How to build a relationship with a husband’s child from his first marriage - advice from wise women

The most important thing is to understand what the child feels in new family, like a lost kitten, regardless of whether he happens to be with his dad on weekends, once a month, or moved forever.

Try to look at the situation through his eyes, before you “nag” your spouse, take offense or make scandals.

How to do it?

  • Do not dismiss the child if he goes to you “into your arms” (looking for contact). He should not feel like a hindrance to your relationship with his father, the cause of your irritation and the "root of evil." Be open to talking to him.
  • The child also has the right to jealousy, because you came after him. Show your child that you don't claim all of your husband's free time. Help your husband and his child organize joint walks and gradually join their company. Positive emotions always bring people together.
  • Getting used to the role of a good stepmother, do not overdo it. No need to lisp with a child, put on a smile, fill him with gifts and convince you that you are delighted with him. Children always feel false. It is clear that it is almost impossible to fall in love with someone else's child at once, but you should not play in public either. Act carefully and gradually. Step, another, third. Over time, you will get used to each other.
  • Do not put your children with your husband higher than his children from the 1st marriage. Everyone should be treated equally, even if everything inside you protests against this state of affairs.
  • Turn a blind eye to your spouse's need to communicate with his ex-wife. You still have to deal with it. You may not communicate with her, but forbidding her husband to communicate with her is short-sighted and stupid. It makes no sense to be jealous of her: your man has ALREADY chosen you, and even the fact that he is forced to communicate with his ex-wife will not change his attitude towards you (unless, of course, you yourself do something stupid).

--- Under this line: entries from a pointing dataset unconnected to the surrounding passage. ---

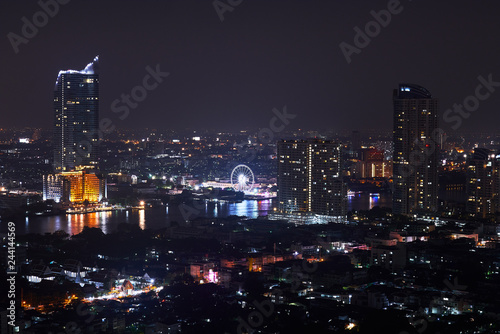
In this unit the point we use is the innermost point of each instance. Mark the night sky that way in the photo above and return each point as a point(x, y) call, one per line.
point(230, 74)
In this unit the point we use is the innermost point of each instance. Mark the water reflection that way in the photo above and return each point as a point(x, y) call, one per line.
point(156, 218)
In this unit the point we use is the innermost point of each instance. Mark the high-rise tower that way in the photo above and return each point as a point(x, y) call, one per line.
point(416, 150)
point(76, 111)
point(310, 177)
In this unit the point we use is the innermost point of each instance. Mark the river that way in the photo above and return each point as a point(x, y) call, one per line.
point(156, 218)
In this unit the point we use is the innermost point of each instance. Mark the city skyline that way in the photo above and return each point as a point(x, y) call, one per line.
point(240, 166)
point(305, 67)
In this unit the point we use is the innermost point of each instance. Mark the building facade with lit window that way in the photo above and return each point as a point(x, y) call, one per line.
point(76, 187)
point(372, 164)
point(76, 118)
point(310, 178)
point(482, 183)
point(416, 150)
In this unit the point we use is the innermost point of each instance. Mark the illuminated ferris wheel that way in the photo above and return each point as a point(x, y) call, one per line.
point(242, 178)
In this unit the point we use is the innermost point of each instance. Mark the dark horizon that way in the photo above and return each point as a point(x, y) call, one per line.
point(232, 73)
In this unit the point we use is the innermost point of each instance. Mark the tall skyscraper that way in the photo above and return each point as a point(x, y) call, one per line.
point(76, 111)
point(76, 122)
point(416, 150)
point(482, 185)
point(310, 178)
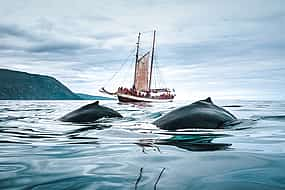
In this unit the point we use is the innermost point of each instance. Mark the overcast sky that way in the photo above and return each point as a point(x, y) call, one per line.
point(223, 48)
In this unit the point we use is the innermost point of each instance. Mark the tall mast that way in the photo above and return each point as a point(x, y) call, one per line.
point(137, 57)
point(151, 64)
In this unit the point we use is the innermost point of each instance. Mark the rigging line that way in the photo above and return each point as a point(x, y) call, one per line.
point(147, 31)
point(138, 179)
point(155, 185)
point(122, 65)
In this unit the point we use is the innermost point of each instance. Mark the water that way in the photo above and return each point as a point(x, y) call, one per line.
point(39, 152)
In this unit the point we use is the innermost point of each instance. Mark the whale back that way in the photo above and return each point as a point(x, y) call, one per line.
point(89, 113)
point(201, 114)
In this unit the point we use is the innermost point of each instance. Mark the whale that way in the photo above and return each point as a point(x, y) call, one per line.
point(89, 113)
point(203, 114)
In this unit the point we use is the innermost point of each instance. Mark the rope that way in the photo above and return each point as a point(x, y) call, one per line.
point(121, 66)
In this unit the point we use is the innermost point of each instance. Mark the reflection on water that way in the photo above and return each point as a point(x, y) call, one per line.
point(39, 152)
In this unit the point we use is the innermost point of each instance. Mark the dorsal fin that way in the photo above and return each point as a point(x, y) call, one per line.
point(209, 100)
point(90, 105)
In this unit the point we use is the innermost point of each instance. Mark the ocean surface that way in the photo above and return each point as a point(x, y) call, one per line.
point(39, 152)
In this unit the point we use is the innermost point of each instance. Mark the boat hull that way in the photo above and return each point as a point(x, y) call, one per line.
point(131, 98)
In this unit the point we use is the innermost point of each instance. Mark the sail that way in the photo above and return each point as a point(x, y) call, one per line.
point(141, 74)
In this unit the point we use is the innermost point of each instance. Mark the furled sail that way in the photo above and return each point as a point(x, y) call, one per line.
point(141, 75)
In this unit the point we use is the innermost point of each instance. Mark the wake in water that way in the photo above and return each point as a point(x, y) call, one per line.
point(38, 151)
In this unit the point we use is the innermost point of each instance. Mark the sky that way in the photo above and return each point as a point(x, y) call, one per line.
point(226, 49)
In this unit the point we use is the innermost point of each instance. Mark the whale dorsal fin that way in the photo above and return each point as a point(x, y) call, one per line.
point(90, 105)
point(209, 100)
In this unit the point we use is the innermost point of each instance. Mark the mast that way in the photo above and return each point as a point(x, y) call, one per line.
point(151, 64)
point(137, 57)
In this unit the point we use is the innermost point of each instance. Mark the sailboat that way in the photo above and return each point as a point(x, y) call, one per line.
point(141, 90)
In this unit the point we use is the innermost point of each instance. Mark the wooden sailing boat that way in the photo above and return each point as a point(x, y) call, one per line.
point(141, 90)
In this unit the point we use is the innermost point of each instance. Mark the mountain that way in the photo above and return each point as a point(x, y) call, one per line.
point(90, 97)
point(15, 85)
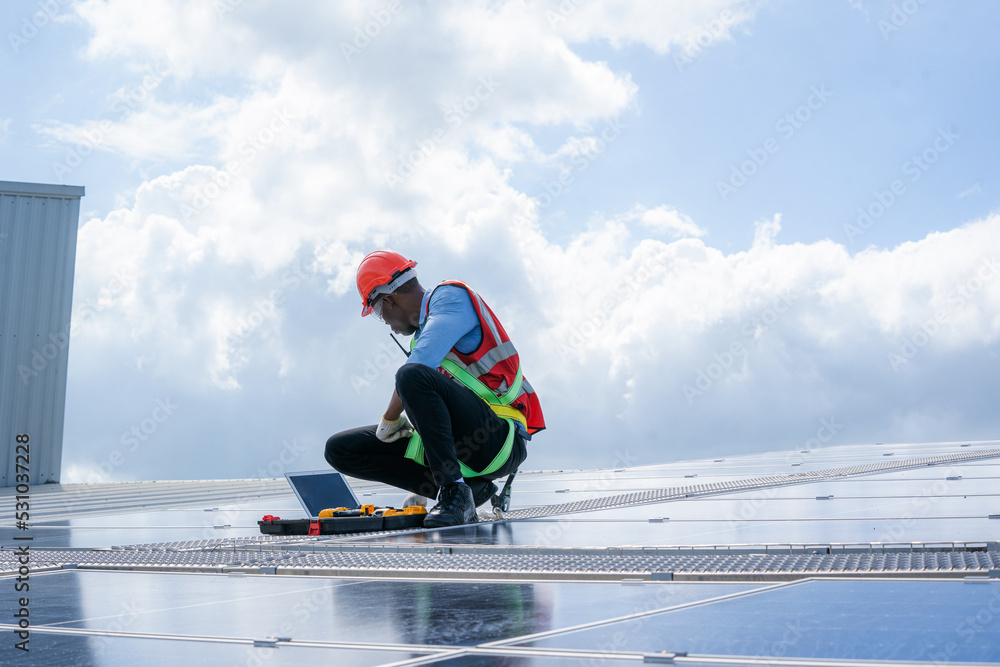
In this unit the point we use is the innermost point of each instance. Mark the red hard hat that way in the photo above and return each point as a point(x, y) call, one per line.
point(381, 272)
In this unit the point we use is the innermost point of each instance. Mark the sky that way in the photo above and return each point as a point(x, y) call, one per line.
point(710, 227)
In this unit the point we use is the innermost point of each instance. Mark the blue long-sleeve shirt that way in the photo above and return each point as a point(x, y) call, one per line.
point(451, 322)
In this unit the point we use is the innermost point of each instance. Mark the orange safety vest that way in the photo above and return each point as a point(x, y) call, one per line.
point(495, 362)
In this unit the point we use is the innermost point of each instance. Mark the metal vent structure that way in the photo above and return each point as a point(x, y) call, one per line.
point(38, 230)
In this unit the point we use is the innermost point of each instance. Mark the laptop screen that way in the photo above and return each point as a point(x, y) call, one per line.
point(321, 489)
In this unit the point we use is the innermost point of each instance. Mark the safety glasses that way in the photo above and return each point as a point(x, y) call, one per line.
point(377, 308)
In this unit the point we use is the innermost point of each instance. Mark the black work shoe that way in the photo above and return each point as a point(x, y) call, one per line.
point(482, 490)
point(455, 507)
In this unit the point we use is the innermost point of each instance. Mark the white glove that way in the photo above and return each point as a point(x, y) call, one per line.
point(388, 431)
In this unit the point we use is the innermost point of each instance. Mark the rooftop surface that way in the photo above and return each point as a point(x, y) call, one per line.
point(849, 555)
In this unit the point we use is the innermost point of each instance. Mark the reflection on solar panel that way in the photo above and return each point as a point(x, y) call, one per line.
point(837, 556)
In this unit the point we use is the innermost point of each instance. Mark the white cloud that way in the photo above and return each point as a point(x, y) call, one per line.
point(238, 299)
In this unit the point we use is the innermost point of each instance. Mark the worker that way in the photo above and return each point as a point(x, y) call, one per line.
point(468, 407)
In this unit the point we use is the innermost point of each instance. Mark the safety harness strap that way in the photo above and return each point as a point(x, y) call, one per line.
point(415, 452)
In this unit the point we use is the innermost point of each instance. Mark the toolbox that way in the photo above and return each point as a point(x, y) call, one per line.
point(341, 520)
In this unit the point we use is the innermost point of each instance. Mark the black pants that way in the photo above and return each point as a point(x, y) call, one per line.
point(454, 423)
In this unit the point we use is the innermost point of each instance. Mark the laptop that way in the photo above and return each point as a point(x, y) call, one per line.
point(318, 490)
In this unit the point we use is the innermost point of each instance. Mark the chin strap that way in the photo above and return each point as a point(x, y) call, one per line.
point(405, 351)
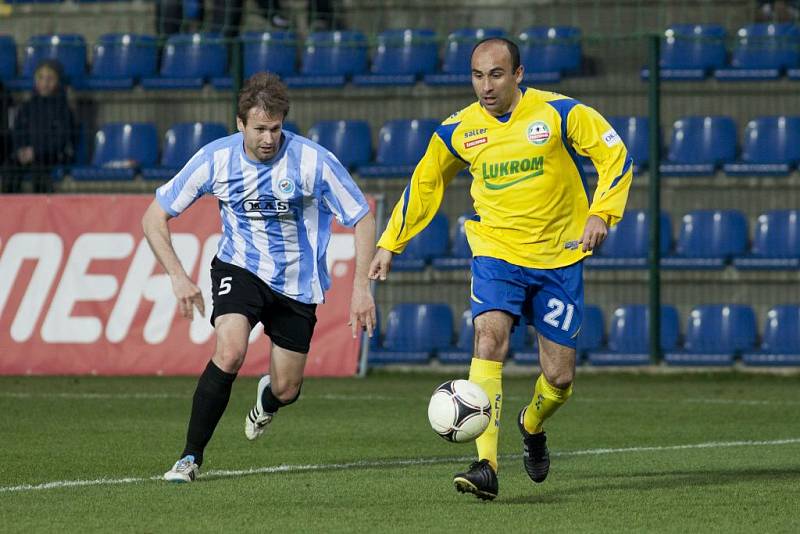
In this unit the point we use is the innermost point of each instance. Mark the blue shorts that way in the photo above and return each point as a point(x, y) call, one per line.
point(550, 299)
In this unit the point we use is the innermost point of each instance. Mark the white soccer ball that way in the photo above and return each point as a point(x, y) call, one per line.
point(459, 411)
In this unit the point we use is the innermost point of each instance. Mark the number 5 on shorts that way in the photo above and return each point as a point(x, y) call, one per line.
point(224, 286)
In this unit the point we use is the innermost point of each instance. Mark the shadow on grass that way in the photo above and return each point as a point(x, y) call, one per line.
point(658, 481)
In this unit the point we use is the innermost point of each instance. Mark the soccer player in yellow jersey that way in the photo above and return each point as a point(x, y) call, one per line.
point(534, 225)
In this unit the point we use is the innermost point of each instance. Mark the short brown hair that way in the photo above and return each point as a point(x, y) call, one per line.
point(265, 91)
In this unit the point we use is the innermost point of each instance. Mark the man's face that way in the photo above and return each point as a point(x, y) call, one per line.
point(46, 81)
point(262, 134)
point(493, 79)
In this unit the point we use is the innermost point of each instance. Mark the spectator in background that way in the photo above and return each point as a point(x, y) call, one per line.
point(5, 137)
point(226, 17)
point(778, 10)
point(43, 131)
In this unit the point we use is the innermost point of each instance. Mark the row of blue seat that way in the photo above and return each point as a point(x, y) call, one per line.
point(715, 334)
point(708, 239)
point(761, 52)
point(401, 57)
point(700, 145)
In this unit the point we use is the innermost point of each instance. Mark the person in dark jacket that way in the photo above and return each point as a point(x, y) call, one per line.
point(43, 131)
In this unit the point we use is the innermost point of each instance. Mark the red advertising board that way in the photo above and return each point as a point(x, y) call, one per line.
point(81, 292)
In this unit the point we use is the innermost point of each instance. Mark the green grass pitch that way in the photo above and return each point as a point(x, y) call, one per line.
point(630, 453)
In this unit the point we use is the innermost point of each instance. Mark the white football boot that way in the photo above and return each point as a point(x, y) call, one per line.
point(184, 470)
point(257, 419)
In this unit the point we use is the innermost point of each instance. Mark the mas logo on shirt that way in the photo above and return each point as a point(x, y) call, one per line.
point(611, 138)
point(538, 133)
point(286, 187)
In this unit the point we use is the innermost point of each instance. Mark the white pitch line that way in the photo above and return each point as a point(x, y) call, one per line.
point(370, 398)
point(222, 473)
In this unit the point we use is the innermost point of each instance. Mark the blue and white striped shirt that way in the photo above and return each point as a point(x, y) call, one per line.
point(277, 215)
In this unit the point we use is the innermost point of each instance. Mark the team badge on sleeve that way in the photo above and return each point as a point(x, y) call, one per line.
point(611, 138)
point(538, 133)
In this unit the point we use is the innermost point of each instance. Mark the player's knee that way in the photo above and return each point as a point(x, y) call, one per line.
point(229, 358)
point(490, 344)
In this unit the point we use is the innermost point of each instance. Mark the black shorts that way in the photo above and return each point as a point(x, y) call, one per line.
point(287, 322)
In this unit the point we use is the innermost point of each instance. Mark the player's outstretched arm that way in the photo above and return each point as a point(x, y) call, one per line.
point(381, 264)
point(156, 230)
point(362, 305)
point(594, 233)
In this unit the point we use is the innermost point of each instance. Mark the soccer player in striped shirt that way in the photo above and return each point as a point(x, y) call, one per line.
point(534, 225)
point(278, 194)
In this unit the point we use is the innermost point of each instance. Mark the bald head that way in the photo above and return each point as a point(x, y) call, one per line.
point(512, 50)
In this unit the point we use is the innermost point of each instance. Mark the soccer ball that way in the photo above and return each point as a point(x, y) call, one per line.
point(459, 411)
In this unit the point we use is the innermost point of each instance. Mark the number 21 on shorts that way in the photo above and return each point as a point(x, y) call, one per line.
point(553, 317)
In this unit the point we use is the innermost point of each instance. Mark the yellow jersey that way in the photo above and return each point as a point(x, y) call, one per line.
point(528, 188)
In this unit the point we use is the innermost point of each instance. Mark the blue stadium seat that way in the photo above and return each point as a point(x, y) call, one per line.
point(462, 352)
point(776, 244)
point(330, 58)
point(709, 239)
point(691, 51)
point(700, 145)
point(456, 65)
point(548, 52)
point(629, 336)
point(189, 60)
point(635, 133)
point(350, 141)
point(781, 342)
point(431, 243)
point(402, 56)
point(628, 243)
point(68, 49)
point(715, 334)
point(274, 52)
point(8, 57)
point(119, 150)
point(762, 51)
point(413, 333)
point(291, 127)
point(771, 147)
point(122, 59)
point(401, 144)
point(592, 332)
point(181, 142)
point(460, 256)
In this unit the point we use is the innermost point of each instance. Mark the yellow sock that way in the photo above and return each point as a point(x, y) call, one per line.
point(488, 375)
point(546, 400)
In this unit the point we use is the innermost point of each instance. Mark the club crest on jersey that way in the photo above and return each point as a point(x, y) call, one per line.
point(286, 187)
point(266, 206)
point(538, 133)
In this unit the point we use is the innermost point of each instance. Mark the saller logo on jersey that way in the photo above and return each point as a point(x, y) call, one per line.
point(538, 132)
point(493, 172)
point(266, 206)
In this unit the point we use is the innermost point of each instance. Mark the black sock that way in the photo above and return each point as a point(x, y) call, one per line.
point(210, 400)
point(271, 403)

The role of a man in building relationships with children from his first marriage - what should a real husband and father do?

There are representatives of the stronger sex, confident that they are “the best” that happened to their women. They feel quite comfortable in a situation where two women (former and present) compete for the right to be the only one. And all this would remain a personal problem of the "triangle", if it did not concern children.

Therefore, a man who remarried and has children in the first and already in the second family, must remember that...

  • You can not give a new wife a reason for jealousy. Even if you have to communicate with your first wife, you must not forget about the feelings of the second.
  • Can be the same good dad for children from both the first family and the second. You just need to be attentive to everyone, and remember that even growing up children need your care, your strong shoulder, your timely support.
  • If your ex-wife hurt you, this does not mean that you need to leave the children. - They did not betray you and still love you.
  • No matter how "contagious" your ex is, be above this situation. : never say anything bad about her - neither your children in common with her, nor your new wife.
  • Support your new wife in her efforts to build a relationship with your children from your first marriage. Remember that it is psychologically difficult for her to step over jealousy, resentment, etc.
  • When communicating with an ex-wife, create the most transparent (for a new wife) relationship so that your spouse does not torment herself and you with tantrums from. If your woman is confident in you, she will not “nag” you on the topic “you, you bastard, saw your ex-wife again!”, And you will not have to convince her that she needed urgent help with kids.

Children are always children. Let them not be yours, but your husband's.

But you have a chance to get along with them so durable and good relations that happiness in your house will double - and settle forever.